What wonderful authors all the above are, but the gist of this blog is not to focus on the above, most of whom are New York Best Sellers, but to tell you of some of the finest authors I’ve stumbled upon on my journey the past few years. Some of the best writers may not have even been discovered yet. I’ve recently read three books by first time authors, “The Help”, by Kathryn Stockett, “Color Me Butterfly” by L.Y. Marlow, and “The Shack” by W. M. Paul Young, absolutely great reads. Somebody took a chance on these aspiring writers and look at the beautiful, and meaningful words these newcomers have composed.


Then there are those authors like me who have had their work published by a small press such as Lucky Press. What a blessing these small presses are. They reach out and take new authors under their wing. Mentoring, encouraging, and basically hand feeding us until we’re ready to take flight, soaring out into the world with our first published novel in our hands, a dream come true. These presses may not be name brand, like Doubleday, Dorchester or Simon & Schuster but as in most other things, the generic version is often just as good, and sometimes even better than those name brands.


I have read the classics such as “The Poisonwood Bible” by Barbara Kingsolver, and John Stinbeck’s “East of Eden”. Great works! But… not to go un-noticed were the other great works I’ve come across. “Journey of the Chosen”, and “The Secrets of the Sword” by Richard Nance, “Smoky Mountain Magic” by Horace Kephart, “Storming Heaven” and “The Unquiet Earth” by Denise Giardina.

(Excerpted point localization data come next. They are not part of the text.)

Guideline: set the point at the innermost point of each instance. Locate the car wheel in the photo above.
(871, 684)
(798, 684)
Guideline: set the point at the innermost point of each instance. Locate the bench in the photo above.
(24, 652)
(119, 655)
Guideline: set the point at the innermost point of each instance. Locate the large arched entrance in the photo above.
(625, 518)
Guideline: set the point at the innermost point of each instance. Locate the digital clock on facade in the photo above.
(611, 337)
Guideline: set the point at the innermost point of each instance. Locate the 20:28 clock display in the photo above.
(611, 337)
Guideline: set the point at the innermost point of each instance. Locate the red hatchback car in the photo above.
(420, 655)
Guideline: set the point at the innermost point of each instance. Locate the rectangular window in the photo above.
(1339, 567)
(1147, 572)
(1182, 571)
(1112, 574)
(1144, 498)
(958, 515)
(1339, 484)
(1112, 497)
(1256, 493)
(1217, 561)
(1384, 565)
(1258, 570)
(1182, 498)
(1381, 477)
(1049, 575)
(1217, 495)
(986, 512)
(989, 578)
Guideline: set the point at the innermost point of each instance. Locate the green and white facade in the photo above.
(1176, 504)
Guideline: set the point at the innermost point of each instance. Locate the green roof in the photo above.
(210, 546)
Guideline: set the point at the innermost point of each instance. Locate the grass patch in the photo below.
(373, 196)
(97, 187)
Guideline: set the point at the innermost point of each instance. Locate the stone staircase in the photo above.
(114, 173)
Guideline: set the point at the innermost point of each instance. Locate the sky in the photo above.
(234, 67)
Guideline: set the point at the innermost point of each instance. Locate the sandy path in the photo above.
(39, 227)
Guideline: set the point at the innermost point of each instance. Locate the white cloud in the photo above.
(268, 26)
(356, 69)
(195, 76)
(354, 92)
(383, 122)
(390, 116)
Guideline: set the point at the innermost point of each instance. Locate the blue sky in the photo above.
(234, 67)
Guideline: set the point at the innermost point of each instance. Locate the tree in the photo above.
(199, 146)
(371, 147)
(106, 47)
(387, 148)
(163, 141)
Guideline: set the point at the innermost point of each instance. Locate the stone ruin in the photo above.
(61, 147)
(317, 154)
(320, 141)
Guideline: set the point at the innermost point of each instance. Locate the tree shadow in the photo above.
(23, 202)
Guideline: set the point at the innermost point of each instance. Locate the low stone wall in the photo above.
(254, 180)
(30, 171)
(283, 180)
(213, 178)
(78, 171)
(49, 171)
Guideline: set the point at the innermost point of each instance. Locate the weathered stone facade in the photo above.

Then from my own family of Lucky Press authors, “Max and Menna”, a heart-wrenching story of children who are left to fend for themselves as their mother drowns herself in the bottle. The story of “Max and Menna”, by Shauna Kelley will touch you to your very core. Then there is “There are no Words”, by Mary Calhoun Brown. A story that takes you into the body and soul of an autistic little girl named Jaxon. This gripping, suspenseful tale of friendship, challenge and intrigue will stay in your heart for a long time. Did well-known authors write these two novels? No. Were they written by authors who have shown us their talent? Yes. Watch out Nora and Danielle, Shauna, and Mary is on the prowl. Two other new releases from Lucky Press, LLC are “Dappled Glory”, by Diane Mechem Kinser, and “The Prophet of Sorrow”, by Mark Van Aken Williams. Both are on my reading list.


I am also very excited about the release of several other new novels this year by Lucky Press. “Norah”, by Cynthia Neale, “Leaving the Hall Light On”, by Madeline Sharples, “My Beginning”, by Melissa Kline, “String Bridge”, by Jessica Bell and “Santa’s Brother, Santa Claus: Paper Doll”, by the founder of Lucky Press, our own Janice Phelps Williams. For a complete list of Lucky Press authors and their titles visit the Lucky Press website at www.LuckyPress.com.


I know I’ll still wander back and pick up a brand name now and again, like Charles Frazier or Catherine Anderson, but my desire for quality and value will always make me take a look at the generics first.